The liver is the largest digestive gland and plays a pivotal role in detoxification and metabolism in animals. Its normal morphology and physiological function are essential for maintaining systemic homeostasis. Acute hepatitis is characterized by acute onset and rapid progression and is typically attributed to infections or toxic factors, which may confer a high risk of disseminated intravascular coagulation in animals.¹ Additionally, acute hepatitis can induce severe and potentially fatal liver injury and may further deteriorate into cirrhosis, liver failure, and even liver cancer if not effectively treated.² At present, the prognosis of severe acute hepatitis remains poor, as the disease lacks specific therapeutic drugs and is primarily managed by supportive therapy to allow sufficient time for hepatic recovery.¹ Therefore, the development of effective pharmacological interventions for acute hepatitis is urgently needed.
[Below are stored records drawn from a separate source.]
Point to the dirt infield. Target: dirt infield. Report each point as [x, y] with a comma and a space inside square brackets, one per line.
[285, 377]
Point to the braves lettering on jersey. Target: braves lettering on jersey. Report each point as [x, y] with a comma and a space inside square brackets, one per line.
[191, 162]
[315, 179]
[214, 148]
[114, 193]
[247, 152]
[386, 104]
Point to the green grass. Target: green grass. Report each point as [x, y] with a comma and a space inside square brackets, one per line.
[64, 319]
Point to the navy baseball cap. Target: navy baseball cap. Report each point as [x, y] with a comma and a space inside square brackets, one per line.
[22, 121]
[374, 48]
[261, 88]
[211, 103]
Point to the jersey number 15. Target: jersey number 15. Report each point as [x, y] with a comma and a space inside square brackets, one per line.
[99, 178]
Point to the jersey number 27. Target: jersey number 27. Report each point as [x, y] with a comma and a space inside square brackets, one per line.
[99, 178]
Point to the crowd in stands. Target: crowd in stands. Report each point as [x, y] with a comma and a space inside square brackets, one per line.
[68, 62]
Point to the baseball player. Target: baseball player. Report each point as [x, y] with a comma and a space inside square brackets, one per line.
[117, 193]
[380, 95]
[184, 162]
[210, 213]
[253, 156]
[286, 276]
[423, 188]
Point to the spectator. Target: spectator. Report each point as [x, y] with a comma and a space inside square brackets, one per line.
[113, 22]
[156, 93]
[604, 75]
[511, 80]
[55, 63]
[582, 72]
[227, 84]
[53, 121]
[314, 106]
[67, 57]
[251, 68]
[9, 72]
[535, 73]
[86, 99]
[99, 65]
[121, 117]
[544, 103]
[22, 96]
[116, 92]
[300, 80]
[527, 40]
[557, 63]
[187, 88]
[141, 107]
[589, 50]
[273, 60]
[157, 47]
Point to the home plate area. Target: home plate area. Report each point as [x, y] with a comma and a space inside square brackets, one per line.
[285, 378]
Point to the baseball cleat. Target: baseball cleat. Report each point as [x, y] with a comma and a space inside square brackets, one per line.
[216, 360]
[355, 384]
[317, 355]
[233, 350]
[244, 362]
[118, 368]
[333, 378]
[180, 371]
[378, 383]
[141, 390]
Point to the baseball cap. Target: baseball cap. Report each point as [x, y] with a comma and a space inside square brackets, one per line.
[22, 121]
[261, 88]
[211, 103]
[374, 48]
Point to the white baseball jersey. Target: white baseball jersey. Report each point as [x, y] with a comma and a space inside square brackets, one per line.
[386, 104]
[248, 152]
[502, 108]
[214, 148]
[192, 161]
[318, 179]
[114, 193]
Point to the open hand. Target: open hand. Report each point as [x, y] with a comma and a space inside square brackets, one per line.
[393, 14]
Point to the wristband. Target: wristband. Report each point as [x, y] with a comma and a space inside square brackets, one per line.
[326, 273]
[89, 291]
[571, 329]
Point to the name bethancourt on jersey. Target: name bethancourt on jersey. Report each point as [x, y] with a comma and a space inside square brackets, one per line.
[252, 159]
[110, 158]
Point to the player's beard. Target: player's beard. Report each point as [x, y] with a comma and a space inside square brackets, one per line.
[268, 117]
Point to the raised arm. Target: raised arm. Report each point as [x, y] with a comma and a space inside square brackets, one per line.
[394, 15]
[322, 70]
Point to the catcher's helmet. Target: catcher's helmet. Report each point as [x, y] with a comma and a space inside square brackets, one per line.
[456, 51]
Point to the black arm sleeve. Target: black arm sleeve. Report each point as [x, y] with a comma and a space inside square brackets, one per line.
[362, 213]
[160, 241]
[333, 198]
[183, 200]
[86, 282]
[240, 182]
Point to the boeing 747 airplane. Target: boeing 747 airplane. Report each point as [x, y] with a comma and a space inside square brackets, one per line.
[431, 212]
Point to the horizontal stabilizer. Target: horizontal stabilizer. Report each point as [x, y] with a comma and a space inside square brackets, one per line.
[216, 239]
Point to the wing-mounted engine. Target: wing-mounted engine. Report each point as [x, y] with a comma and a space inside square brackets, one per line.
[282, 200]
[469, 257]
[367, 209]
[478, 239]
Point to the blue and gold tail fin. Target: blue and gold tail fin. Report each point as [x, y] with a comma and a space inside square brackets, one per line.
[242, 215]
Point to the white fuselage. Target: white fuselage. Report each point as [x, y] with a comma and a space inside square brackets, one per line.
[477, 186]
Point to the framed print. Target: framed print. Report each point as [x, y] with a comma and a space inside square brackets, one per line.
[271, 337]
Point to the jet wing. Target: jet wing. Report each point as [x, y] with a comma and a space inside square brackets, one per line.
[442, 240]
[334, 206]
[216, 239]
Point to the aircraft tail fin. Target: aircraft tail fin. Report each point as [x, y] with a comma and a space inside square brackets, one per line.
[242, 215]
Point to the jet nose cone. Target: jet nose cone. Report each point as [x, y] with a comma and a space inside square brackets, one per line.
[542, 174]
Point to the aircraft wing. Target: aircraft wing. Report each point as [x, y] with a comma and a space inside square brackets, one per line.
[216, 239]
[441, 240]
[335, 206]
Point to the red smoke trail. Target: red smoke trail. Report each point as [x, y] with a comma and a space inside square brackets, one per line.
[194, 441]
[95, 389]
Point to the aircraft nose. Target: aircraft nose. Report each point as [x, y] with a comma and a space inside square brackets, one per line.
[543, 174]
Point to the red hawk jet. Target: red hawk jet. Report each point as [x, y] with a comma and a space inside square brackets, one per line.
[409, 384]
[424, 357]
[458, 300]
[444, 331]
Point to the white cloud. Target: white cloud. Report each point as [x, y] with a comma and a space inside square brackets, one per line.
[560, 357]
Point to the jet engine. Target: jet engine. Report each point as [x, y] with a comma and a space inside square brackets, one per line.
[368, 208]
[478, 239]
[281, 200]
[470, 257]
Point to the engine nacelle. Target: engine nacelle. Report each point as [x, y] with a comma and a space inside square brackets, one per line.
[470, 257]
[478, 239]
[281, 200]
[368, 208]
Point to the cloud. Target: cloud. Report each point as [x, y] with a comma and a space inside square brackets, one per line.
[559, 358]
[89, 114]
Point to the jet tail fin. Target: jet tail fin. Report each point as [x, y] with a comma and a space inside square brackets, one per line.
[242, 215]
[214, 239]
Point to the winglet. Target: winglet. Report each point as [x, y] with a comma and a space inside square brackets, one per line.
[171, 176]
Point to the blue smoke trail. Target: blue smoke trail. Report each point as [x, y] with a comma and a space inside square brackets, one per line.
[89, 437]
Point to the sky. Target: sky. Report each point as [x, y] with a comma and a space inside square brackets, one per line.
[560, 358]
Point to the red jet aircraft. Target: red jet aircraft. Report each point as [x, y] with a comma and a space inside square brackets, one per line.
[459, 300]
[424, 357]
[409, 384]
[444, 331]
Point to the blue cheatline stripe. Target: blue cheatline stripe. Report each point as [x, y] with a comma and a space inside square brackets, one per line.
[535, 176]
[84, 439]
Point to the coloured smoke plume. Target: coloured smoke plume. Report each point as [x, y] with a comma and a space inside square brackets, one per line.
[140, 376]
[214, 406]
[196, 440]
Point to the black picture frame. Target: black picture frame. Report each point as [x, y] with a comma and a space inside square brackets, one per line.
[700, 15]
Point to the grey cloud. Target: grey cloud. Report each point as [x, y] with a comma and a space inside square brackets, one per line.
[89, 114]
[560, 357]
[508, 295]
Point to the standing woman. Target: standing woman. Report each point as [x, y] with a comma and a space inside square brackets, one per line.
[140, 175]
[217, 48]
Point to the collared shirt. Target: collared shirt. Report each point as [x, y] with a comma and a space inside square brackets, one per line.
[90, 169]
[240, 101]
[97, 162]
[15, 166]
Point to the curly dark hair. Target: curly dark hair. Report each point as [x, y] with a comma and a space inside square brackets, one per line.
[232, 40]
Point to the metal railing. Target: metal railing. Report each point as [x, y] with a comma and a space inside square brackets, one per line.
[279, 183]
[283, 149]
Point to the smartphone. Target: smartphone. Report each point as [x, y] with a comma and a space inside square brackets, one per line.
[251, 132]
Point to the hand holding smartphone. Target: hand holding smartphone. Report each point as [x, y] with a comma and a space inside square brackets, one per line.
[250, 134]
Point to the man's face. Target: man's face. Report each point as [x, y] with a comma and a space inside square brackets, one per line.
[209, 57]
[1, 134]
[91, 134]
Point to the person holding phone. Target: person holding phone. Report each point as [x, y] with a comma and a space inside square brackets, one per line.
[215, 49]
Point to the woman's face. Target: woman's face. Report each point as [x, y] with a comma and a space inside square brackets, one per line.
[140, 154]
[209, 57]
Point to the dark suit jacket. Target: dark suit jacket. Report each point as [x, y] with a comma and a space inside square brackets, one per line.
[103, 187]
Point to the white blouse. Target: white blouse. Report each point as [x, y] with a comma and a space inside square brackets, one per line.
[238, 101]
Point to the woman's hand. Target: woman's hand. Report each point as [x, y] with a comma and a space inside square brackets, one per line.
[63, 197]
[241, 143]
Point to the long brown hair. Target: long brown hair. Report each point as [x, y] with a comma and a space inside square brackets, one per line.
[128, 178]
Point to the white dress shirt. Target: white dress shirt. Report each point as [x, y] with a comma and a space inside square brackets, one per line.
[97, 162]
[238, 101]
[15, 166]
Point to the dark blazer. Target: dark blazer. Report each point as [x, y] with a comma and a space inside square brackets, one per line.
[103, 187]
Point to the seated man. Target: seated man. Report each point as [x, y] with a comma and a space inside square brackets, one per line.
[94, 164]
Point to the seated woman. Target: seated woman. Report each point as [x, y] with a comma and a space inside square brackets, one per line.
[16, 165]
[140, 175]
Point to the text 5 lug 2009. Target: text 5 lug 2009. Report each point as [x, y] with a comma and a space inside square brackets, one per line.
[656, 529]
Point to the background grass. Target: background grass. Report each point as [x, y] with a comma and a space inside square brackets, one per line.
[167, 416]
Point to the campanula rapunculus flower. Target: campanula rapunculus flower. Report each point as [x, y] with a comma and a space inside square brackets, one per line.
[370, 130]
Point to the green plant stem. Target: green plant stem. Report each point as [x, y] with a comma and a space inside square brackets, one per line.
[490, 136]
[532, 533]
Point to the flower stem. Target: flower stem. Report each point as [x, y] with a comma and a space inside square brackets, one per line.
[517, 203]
Morchella esculenta polysaccharide (MEP), commonly present in the form of glycoprotein complexes or dextran-like macromolecules,³ exhibits a wide range of pharmacological activities, including anti-oxidative, anti-aging, anti-tumor, anti-fatigue, immunomodulatory, hepatoprotective, and hypolipidemic effects.^4,5 In recent years, MEP has attracted increasing research attention. Pigment epithelium-derived factor (PEDF), a multifunctional soluble glycoprotein, belongs to the serine protease inhibitor superfamily and was originally isolated from the culture medium of fetal retinal pigment epithelial cells. PEDF exerts anti-inflammatory, anti-oxidative stress, anti-apoptotic, anti-angiogenic, anti-tumor, and neurotrophic effects by interacting with specific receptors on the cell membrane.⁶ Patatin-like phospholipase domain containing 2 (PNPLA2) is a rate-limiting lipolytic enzyme encoded by the ATGL/PNPLA2 gene that catalyzes the initial step of triglyceride hydrolysis. PNPLA2 is implicated in multiple physiological and pathological processes, including chronic inflammation, lipid mobilization, and obesity. A prior study revealed that ATGL knockout led to excessive lipid accumulation in mouse liver tissue.⁷ Accordingly, this study analyzed the effects and potential mechanisms of MEP on acute hepatitis using a lipopolysaccharide (LPS)-induced experimental hepatitis model in mice, with the aims of providing experimental evidence for the development of MEP-related health products and therapeutic strategies for hepatitis.

Materials and Methods

Ethical Approval and Statement of Human and Animal Rights

All animal procedures in this study were reviewed and approved by the Experimental Animal Ethics Committee of Longnan Normal University (Approval No. 2024-0010) and the Institutional Animal Care and Use Committee of the School of Agriculture and Forestry Technology (Approval No. 2024-0011). All experiments were conducted in strict accordance with the approved protocols and relevant institutional guidelines for the care and use of laboratory animals.

Animals and Main Reagents

Specific pathogen-free Kunming mice (8 weeks old, body weight 22−28 g, equal numbers of males and females) were purchased from the Lanzhou Veterinary Research Institute, Chinese Academy of Agricultural Sciences [SCXK (Gan) 2020-0002]. MEP (DG3156; purity ≥ 98%) was purchased from Huilin Biotechnology Co., Ltd (Xi'an, China). Enzyme-linked immunosorbent assay (ELISA) kits for tumor necrosis factor (TNF)-α and interleukin (IL)-1β, endogenous biotin-blocking kits, and SP hypersensitivity immunohistochemical kits were obtained from Solarbio (Beijing, China). Primary rabbit polyclonal antibodies against PEDF and PNPLA2 were provided by Asiapeptide Biotechnology Center (Nanjing, China). 3,3’-Diaminobenzidine tetrahydrochloride (DAB) was acquired from Saipei Biotechnology Co., Ltd (Wuhan, China). Isoflurane was obtained from RWD Life Science (Shenzhen, China), and 24-parameter biochemical reagent strips were provided by MNCHIP (Tianjin, China).

Main Instruments

The main instruments used in this study included a microtome (RM2125 RTS; Leica, Wetzlar, Germany), a DM500 microscopic imaging system (Leica), a Celercare V5 automatic biochemical analyzer for animals (MNCHIP), an ELISA microplate reader (Multiskan FC; Thermo Fisher Scientific (China) Co., Ltd, Shanghai, China), and an FA1204 electronic analytical balance (Lichen Instrument Technology Co., Ltd, Shanghai, China).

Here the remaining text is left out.